Included in the bill are provisions that would raise $800 billion through a surcharge on millionaires, ending tax subsidies for fossil fuel companies, and imposing a small excise tax on the sale of stocks and bonds -- a step that would finally get Wall Street to pay the repair bill for at least some of the damage its malfeasance did to the economy. It would extract budget savings through such steps as ending the war in Afghanistan as well as cutting close to $200 billion from the defense budget through such measures as eliminating unneeded weapons systems and cutting in half the military forces now based in Europe.

Also, the legislation tackles some of the unfinished business of health care reform: it creates a public health insurance option that would be available through health care exchanges, which is expected to drive down federal health care spending by almost $90 billion. Allowing Medicare to bargain with pharmaceutical companies to get bulk discounts, a move that Republicans and some drug-company-funded Democrats have blocked in the past, would help save more than $150 billion. Also, the legislation restores increases in Medicaid aid to the states that were put in place by the Recovery Act so that states would not have to lay off workers to avoid cutting back on health care to lower-income residents.

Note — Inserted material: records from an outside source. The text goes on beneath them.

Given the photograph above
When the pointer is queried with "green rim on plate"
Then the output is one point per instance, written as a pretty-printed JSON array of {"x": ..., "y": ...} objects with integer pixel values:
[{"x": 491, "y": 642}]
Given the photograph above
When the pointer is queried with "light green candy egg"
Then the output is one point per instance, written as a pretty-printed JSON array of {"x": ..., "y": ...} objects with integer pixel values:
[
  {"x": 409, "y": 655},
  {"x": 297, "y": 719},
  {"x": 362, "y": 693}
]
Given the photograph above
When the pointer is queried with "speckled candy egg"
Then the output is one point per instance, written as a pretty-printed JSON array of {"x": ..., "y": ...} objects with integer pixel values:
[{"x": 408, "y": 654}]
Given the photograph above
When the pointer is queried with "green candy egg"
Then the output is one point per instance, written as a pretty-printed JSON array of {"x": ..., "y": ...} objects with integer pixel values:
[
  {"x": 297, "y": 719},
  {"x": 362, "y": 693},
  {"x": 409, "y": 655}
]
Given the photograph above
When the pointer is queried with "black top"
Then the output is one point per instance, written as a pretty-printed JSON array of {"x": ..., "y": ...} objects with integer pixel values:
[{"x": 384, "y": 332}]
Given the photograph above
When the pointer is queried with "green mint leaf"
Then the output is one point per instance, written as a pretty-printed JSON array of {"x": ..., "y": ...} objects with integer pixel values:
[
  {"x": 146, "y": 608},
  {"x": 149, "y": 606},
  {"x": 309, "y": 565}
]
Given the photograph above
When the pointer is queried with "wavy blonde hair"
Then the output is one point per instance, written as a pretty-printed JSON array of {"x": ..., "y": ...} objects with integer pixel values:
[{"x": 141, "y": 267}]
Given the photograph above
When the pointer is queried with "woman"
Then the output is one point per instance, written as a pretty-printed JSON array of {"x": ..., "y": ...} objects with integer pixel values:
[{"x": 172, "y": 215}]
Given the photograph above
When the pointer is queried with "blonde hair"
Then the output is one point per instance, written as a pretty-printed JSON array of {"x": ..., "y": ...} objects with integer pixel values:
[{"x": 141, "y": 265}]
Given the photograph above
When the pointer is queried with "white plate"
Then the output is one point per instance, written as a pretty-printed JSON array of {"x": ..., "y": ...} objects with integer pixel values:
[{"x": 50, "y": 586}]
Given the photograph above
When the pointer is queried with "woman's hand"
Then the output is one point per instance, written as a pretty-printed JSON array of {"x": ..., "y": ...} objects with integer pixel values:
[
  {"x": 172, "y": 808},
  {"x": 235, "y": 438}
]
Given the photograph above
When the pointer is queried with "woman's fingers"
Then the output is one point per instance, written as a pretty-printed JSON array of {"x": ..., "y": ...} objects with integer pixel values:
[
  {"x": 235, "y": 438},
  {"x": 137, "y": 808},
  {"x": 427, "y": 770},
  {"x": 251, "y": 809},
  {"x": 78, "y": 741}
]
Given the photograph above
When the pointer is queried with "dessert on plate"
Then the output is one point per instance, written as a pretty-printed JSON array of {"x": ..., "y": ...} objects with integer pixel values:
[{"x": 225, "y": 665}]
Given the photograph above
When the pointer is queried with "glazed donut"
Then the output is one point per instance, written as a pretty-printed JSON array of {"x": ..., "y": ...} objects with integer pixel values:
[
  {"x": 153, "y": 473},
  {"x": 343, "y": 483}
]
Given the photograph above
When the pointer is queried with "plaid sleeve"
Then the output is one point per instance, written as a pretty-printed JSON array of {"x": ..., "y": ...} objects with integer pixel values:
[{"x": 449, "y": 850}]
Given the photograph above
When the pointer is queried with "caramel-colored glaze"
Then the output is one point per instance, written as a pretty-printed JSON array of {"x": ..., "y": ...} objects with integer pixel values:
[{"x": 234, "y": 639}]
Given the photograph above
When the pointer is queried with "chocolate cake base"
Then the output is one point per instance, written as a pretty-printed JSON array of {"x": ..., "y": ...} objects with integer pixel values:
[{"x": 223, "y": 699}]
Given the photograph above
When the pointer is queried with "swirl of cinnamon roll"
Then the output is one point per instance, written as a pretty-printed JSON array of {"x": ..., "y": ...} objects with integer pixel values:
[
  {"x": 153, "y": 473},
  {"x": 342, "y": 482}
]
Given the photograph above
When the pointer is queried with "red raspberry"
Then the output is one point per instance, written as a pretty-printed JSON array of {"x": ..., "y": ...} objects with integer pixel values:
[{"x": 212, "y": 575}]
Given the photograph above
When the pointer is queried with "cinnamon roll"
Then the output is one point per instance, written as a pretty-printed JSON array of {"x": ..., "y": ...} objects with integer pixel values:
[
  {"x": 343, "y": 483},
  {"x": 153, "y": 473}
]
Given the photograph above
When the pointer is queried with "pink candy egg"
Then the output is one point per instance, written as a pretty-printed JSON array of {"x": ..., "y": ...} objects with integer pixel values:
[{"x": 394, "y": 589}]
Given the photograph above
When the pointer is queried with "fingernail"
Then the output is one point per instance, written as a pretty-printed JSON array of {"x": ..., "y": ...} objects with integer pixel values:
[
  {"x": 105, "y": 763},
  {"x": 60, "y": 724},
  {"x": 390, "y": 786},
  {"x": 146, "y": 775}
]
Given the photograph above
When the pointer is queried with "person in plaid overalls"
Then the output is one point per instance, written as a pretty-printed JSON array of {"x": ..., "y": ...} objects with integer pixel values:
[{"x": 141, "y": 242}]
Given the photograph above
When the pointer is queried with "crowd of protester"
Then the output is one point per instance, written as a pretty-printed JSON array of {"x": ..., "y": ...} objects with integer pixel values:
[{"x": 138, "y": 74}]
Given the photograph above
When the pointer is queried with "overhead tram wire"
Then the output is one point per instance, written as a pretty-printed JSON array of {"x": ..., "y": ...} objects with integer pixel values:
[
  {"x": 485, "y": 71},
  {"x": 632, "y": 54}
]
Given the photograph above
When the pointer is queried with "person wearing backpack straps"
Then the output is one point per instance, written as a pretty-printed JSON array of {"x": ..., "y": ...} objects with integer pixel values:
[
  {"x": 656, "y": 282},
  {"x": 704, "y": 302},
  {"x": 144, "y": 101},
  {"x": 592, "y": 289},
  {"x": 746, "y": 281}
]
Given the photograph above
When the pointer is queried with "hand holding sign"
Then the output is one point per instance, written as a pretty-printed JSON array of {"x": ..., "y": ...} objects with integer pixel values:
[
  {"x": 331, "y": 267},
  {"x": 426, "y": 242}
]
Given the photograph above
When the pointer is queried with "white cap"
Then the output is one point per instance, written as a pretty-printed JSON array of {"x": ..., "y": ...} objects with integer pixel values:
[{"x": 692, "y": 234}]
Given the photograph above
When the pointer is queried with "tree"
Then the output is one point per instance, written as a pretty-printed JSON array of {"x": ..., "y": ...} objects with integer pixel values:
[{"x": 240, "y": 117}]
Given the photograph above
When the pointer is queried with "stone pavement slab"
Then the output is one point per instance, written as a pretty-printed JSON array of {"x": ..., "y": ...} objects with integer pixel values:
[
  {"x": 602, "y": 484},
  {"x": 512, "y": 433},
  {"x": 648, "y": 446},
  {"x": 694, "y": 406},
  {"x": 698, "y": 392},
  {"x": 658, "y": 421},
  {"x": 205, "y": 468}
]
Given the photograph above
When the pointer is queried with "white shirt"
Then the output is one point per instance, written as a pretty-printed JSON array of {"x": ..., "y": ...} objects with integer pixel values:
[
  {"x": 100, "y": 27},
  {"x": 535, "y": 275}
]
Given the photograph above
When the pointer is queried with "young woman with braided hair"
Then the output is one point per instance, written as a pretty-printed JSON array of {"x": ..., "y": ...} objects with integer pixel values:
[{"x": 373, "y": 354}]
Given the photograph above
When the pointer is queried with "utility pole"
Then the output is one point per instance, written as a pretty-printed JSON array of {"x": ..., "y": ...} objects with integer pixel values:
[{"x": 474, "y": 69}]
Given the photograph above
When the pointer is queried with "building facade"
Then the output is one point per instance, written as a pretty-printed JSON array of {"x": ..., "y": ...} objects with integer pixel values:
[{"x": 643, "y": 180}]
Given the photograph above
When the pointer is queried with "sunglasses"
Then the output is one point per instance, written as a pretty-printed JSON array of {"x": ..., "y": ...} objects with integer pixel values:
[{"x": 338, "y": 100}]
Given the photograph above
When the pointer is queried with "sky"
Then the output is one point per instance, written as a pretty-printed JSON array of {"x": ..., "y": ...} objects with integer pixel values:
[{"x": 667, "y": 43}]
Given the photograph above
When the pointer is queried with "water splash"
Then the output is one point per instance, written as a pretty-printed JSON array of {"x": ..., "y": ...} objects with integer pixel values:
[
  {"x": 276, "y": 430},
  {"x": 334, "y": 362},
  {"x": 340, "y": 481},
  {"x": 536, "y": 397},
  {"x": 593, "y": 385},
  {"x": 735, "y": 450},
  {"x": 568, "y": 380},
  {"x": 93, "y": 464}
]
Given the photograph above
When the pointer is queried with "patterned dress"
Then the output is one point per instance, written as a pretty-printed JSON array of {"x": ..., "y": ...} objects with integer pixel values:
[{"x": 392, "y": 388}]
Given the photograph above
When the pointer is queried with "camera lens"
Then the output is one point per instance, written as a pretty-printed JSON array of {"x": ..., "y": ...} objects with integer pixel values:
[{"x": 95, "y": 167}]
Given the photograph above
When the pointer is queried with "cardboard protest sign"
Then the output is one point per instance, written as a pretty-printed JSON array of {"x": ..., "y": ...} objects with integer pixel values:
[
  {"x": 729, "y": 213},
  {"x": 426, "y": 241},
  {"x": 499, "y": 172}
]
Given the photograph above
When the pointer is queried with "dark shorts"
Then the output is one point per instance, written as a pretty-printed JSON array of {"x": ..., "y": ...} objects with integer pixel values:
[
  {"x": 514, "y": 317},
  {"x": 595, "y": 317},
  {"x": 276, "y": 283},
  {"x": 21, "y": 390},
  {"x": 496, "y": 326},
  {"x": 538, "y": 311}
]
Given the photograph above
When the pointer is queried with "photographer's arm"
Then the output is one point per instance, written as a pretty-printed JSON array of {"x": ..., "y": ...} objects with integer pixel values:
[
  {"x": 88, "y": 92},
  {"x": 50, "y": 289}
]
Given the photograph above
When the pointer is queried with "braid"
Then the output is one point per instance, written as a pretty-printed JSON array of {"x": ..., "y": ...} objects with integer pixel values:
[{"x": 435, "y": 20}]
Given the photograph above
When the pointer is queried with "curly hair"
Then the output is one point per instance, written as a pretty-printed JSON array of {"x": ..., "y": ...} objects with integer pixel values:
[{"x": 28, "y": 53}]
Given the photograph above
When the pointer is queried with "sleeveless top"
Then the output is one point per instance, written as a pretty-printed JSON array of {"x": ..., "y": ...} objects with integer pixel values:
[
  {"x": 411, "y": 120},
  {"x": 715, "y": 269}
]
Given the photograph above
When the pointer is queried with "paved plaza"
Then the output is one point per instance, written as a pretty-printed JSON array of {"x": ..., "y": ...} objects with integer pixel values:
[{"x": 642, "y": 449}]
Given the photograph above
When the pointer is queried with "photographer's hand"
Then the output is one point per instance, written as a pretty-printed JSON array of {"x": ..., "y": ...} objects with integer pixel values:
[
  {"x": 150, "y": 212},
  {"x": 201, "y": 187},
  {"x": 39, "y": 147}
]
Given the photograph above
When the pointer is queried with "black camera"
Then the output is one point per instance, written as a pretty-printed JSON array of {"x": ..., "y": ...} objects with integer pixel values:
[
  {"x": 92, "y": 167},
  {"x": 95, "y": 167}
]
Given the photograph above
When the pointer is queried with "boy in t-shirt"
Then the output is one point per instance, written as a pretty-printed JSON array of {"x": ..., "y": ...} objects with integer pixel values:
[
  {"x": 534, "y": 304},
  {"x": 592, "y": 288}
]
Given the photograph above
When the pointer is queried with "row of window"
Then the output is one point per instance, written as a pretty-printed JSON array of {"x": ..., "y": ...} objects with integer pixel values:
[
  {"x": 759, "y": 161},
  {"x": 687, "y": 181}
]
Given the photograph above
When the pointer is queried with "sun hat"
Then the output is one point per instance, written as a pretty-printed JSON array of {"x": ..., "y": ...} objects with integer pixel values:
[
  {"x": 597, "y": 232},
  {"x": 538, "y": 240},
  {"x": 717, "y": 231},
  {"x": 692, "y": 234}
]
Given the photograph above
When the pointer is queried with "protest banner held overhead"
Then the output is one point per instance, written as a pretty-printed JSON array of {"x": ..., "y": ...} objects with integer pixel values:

To preserve Social Security benefits and the financial integrity of the Social Security trust fund, the legislation would eliminate the $106,800 cap on earnings taxed by Social Security.

This legislation helps set up the debate we should be having about the direction of the country in the coming months. The Republicans, of course, would like the country focused on its dissatisfaction with an unemployment rate well above 8 percent as President Obama enters the fourth year of his presidency. They do not want the country to count the number of proposals they rejected that would have lifted the economy, and the fortunes of working-class and middle-class households, had it not been for their unrelenting obstruction. They certainly don't want people to count the job-killing toll of the Republican proposals, which can be seen in states controlled by Republican governors and legislatures.

The Progressive Caucus legislation offers a different choice. We can put people to work today building the foundation of the economy of the future, or allow the stubborn subservience of congressional conservatives to the 1 percent -- the right-wing billionaires and millionaires and the big corporations that boss Washington around -- to cause more economic pain, widen the gulf between the very wealthy and struggling workers, and fuel more Occupy movements.